🤖 AI Summary
This work addresses the trade-off between cold-start latency and carbon emissions from idle keep-alive instances in serverless computing, which is further complicated by time-varying grid carbon intensity and fluctuating workloads, rendering traditional static keep-alive strategies inefficient. To tackle this challenge, the paper presents the first unified framework that integrates carbon-awareness and delay sensitivity into dynamic keep-alive decisions, formulating the problem as a sequential decision-making process. The authors propose an adaptive scheduling approach based on deep reinforcement learning to jointly optimize cold-start probability, latency cost, and carbon emissions in real time.

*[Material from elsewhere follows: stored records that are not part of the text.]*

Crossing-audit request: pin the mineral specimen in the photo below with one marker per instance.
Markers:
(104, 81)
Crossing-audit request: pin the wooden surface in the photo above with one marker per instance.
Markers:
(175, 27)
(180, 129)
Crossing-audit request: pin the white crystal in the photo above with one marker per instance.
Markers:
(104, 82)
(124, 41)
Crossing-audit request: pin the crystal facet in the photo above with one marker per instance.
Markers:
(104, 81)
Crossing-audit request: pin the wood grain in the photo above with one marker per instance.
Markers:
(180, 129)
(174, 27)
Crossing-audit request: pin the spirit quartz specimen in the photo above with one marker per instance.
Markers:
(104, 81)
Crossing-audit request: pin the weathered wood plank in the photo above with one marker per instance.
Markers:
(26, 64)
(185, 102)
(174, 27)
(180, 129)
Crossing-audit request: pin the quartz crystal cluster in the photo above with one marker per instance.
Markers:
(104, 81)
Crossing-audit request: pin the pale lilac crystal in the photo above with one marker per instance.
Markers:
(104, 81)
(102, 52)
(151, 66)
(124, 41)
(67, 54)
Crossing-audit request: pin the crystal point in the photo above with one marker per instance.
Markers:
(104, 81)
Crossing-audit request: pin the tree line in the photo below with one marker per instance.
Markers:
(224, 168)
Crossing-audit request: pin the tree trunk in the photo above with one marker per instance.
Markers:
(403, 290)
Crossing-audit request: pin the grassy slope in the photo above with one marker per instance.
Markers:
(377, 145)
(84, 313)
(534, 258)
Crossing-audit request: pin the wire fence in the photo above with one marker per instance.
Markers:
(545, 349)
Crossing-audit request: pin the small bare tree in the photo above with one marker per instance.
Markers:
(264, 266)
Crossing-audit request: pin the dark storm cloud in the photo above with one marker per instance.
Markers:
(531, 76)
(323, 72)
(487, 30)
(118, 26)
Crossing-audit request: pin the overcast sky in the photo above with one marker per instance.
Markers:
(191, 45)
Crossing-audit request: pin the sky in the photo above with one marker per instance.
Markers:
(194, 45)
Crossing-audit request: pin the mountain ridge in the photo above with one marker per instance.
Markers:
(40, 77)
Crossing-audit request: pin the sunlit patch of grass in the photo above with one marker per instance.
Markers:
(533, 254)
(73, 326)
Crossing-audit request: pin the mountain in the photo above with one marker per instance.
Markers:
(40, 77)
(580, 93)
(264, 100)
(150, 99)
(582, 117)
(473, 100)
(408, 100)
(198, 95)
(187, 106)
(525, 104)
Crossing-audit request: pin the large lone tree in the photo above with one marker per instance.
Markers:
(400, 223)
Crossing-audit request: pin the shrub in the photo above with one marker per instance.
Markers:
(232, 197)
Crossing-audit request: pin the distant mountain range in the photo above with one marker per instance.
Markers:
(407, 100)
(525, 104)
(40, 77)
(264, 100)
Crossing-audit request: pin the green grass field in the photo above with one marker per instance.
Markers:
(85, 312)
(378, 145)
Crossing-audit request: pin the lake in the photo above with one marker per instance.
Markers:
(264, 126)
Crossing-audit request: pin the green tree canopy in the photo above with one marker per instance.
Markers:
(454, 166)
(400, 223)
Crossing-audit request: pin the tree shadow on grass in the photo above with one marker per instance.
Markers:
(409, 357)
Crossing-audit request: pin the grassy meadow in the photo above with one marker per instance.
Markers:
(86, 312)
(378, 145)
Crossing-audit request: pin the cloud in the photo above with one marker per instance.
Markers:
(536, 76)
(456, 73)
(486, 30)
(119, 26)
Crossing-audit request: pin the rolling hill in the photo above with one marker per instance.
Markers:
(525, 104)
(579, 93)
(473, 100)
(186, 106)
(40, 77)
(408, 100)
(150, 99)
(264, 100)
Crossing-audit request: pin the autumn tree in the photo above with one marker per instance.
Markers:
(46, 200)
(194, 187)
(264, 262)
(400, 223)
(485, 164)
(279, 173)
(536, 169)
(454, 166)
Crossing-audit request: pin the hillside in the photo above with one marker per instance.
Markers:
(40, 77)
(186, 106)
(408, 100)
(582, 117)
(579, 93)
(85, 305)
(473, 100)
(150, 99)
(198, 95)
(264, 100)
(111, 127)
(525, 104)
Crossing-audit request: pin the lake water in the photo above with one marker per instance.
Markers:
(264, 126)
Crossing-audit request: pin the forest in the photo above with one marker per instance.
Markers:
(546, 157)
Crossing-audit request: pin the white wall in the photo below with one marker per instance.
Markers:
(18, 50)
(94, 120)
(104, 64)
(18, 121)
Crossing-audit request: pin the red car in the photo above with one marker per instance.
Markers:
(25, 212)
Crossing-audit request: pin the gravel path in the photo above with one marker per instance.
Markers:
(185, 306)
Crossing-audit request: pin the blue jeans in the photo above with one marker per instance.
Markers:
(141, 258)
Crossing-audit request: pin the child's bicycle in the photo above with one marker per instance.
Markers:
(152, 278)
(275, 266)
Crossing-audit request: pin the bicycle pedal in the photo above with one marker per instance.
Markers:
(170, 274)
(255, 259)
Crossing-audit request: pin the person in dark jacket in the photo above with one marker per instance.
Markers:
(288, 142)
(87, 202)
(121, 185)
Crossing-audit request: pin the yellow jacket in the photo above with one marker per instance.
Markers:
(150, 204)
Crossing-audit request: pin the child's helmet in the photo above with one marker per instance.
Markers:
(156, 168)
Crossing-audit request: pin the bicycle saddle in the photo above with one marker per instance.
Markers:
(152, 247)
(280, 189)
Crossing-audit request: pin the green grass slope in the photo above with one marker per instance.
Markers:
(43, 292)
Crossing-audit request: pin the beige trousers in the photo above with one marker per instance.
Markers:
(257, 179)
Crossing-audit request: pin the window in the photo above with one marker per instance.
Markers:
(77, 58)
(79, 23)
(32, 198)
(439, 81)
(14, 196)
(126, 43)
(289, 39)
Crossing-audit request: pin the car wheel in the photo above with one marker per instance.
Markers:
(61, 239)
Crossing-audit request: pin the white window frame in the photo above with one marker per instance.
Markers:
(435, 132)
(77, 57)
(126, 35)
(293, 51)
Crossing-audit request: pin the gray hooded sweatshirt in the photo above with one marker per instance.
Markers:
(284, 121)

Experiments on real-world traces from Huawei Cloud demonstrate that, compared to static strategies, the proposed method reduces cold starts by 51.69% and idle keep-alive carbon emissions by 77.08%, significantly outperforming existing heuristic and single-objective approaches in balancing latency and carbon efficiency while approaching Oracle-level performance.
📝 Abstract
Serverless computing simplifies cloud deployment but introduces new challenges in managing service latency and carbon emissions. Reducing cold-start latency requires retaining warm function instances, while minimizing carbon emissions favors reclaiming idle resources. This balance is further complicated by time-varying grid carbon intensity and varying workload patterns, under which static keep-alive policies are inefficient. We present LACE-RL, a latency-aware and carbon-efficient management framework that formulates serverless pod retention as a sequential decision problem. LACE-RL uses deep reinforcement learning to dynamically tune keep-alive durations, jointly modeling cold-start probability, function-specific latency costs, and real-time carbon intensity. Using the Huawei Public Cloud Trace, we show that LACE-RL reduces cold starts by 51.69% and idle keep-alive carbon emissions by 77.08% compared to Huawei's static policy, while achieving better latency-carbon trade-offs than state-of-the-art heuristic and single-objective baselines, approaching Oracle performance.